The issue isn't ego from any artists I've talked to. The issue is that most enjoy DOING their art for a living, and AI threatening their ability to make a living doing the thing they love, by actively taking their work and emulating it.

Add to that, that no one seems to believe AI does a better job than a trained artist, and it also threatens to lower the quality bar at the top end.

Personally I think that if AI is free to use and any work done by AI cannot be covered by copyright (due to being trained on people's art against their will), then I don't have an issue with it.

[–] eugenia@lemmy.ml 1 points 3 months ago (1 children)

If society benefits from the democratization of art/books/etc then it's not a loss, it's a win for everyone. There were many jobs in the past that were lost because technology made them obsolete. Being a commissioned artist is one of these professions. However, there IS still going to be a SMALL niche for human-made original artworks (not made on ipads). But that'd be a niche. And no one stopping anyone from doing art, be it a profession or not. That's the beauty of art. If you were to be a plumber, and robots took your job, you'd have trouble to do it as a hobby, since it would require a lot of sinks and pipes to play around, and no one would care. But with art, you can do it on the cheap, and people STILL like your stuff, EVEN if they won't buy it anymore.

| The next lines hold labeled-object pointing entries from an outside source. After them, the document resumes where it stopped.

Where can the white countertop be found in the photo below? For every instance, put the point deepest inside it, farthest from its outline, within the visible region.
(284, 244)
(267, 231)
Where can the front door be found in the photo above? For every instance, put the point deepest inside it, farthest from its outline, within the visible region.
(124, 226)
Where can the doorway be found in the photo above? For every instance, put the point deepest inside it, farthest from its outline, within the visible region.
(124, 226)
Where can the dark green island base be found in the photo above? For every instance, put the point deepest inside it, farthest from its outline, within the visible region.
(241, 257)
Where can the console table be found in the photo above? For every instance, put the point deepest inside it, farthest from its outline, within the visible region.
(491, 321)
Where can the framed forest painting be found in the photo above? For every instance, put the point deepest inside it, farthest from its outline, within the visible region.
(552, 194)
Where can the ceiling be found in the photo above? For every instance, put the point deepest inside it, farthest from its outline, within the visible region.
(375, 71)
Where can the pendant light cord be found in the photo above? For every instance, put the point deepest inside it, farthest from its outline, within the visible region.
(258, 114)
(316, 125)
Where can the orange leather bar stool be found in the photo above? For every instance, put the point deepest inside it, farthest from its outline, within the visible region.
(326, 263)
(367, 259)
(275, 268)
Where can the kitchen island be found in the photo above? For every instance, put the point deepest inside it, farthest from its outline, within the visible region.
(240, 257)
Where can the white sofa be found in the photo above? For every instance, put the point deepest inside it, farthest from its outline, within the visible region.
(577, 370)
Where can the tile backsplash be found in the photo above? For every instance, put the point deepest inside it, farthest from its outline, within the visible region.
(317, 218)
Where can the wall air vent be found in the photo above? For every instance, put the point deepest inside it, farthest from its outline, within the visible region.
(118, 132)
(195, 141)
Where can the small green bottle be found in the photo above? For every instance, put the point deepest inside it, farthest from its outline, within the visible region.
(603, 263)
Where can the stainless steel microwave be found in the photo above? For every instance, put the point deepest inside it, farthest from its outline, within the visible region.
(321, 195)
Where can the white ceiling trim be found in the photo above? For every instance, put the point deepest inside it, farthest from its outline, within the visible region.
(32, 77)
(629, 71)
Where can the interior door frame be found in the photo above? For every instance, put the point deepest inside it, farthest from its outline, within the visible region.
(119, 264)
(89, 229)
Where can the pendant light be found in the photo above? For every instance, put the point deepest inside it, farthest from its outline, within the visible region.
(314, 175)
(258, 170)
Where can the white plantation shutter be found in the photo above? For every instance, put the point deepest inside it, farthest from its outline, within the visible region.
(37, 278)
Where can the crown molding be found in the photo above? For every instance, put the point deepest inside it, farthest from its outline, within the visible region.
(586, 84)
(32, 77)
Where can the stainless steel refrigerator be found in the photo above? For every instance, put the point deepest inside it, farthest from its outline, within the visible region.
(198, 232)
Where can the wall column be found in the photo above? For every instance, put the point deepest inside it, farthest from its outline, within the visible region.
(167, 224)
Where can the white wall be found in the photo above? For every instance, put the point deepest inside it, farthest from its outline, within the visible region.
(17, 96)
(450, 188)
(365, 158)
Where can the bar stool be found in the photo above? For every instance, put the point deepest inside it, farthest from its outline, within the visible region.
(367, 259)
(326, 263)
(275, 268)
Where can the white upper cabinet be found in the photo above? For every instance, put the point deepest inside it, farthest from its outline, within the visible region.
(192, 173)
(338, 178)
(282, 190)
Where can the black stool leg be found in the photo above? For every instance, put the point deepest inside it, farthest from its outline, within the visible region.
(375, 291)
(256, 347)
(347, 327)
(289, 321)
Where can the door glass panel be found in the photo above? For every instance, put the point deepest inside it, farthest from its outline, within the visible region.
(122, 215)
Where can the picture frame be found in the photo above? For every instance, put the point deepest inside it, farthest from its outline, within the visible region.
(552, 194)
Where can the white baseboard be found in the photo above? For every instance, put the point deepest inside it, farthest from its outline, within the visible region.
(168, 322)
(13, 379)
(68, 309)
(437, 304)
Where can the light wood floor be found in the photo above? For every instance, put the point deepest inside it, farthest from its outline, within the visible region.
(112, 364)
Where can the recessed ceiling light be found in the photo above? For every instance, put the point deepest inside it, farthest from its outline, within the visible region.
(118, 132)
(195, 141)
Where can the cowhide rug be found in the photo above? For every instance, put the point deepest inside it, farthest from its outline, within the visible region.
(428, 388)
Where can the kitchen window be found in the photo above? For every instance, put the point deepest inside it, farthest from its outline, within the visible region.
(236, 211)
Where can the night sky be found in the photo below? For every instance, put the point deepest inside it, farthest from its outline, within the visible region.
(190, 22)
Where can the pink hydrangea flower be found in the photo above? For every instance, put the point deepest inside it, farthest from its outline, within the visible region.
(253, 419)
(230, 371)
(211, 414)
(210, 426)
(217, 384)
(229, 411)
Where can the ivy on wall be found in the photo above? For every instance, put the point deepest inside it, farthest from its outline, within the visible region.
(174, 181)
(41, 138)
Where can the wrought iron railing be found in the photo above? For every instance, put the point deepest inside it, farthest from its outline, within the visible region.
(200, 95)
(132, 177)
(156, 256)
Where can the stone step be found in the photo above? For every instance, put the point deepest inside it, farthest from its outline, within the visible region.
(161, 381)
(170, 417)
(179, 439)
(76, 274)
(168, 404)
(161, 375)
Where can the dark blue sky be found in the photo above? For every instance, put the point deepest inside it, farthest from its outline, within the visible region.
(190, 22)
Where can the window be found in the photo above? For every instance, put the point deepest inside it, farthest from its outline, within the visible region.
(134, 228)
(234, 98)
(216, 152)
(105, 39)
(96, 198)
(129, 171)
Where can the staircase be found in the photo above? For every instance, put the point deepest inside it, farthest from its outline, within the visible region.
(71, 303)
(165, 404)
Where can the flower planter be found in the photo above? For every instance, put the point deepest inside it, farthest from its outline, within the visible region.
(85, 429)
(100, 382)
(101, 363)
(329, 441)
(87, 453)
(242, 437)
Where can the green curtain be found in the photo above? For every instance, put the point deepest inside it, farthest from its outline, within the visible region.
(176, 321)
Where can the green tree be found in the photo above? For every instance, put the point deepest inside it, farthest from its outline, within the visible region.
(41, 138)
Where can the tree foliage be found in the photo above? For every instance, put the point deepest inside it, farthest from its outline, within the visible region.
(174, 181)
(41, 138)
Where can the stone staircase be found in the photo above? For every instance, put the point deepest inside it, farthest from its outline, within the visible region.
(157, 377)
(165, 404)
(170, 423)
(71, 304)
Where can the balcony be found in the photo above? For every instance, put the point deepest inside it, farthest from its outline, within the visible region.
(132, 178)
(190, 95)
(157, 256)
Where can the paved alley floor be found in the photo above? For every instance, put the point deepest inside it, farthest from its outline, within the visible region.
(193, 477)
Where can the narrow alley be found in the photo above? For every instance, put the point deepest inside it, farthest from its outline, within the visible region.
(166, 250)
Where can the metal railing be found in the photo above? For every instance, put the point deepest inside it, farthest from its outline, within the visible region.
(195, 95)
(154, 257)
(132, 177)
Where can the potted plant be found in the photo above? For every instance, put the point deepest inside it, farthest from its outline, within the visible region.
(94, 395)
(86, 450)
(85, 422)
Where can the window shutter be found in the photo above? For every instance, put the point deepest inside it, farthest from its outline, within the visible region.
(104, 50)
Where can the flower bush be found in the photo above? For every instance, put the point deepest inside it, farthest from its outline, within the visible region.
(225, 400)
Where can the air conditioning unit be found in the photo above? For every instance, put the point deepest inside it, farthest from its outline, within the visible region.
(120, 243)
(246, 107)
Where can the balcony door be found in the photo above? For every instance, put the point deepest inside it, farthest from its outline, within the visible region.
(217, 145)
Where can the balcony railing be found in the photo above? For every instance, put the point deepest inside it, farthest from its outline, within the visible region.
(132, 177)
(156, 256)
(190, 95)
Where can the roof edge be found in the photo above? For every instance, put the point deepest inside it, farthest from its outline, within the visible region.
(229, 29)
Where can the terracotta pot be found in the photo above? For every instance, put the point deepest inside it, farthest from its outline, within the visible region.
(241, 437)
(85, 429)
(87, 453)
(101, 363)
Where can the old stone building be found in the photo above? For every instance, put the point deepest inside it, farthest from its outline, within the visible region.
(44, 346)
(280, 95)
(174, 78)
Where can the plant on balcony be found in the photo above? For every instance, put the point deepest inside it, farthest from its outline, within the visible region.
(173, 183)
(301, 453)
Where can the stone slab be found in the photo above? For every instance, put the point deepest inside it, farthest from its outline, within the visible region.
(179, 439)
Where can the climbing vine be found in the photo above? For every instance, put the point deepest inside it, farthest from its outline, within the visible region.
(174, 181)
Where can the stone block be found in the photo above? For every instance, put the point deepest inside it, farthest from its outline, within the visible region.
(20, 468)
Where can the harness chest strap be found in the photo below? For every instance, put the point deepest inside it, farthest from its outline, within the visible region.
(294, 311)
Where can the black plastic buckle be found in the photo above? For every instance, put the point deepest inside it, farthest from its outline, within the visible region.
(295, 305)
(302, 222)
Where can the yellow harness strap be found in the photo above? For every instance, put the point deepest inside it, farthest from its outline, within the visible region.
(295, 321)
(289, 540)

[–] Hobthrob@lemmy.world 4 points 3 months ago

If you can't live off of doing something, you cannot dedicate very much time to it and not everyone will have a fulfilling life doing what they want on only a hobby basis.

It is not to the benefit of everyone, if most people in that sector lose their jobs they've spent all their working life striving to master. Artist still do commissioned work today.

If there is only only going to be a small niche of people able to do it, it will displaced all the rest of the people currently working in that industry. In which case AI is literally stopping people from doing art for a living, if they can get paid to do it.

People who followed their idea for a fulfilling life

I don't know about you, but I want AI to do the tasks in my life that prevents me from living a fulfilling life. I don't want it to do the things that I would have made my life fulfilling for me.

I think we might be coming at this from a different angle. You seem to think only about whether art will survive, whereas I'm thinking of the artists.

[–] JustZ@lemmy.world -1 points 3 months ago* (last edited 3 months ago) (1 children)

AI generated content cannot be copyrighted because it is not the product of creativity, but the product of generative computing.

This article is about a lawsuit that sounds in unjust enrichment, not copyright. Unjust enrichment is an equitable claim, not a legal claim, and it's based on a situation in which one party is enriched at the expense of another, unjustly. If an AI company is taking content without permission, using it to train its model, and then profiting off its model without having paid or secured any license from the original artists, that seems pretty unjust to me.

If you're at all interested in how the law is going to shake out on this stuff, this is a case to follow.

[–] Hobthrob@lemmy.world 2 points 3 months ago

I wasn't commenting on the article or it's contents. Although I do find it interesting and is something I intend to keep an eye on.

I was simply responding to another comment, which also wasn't directly related to the article.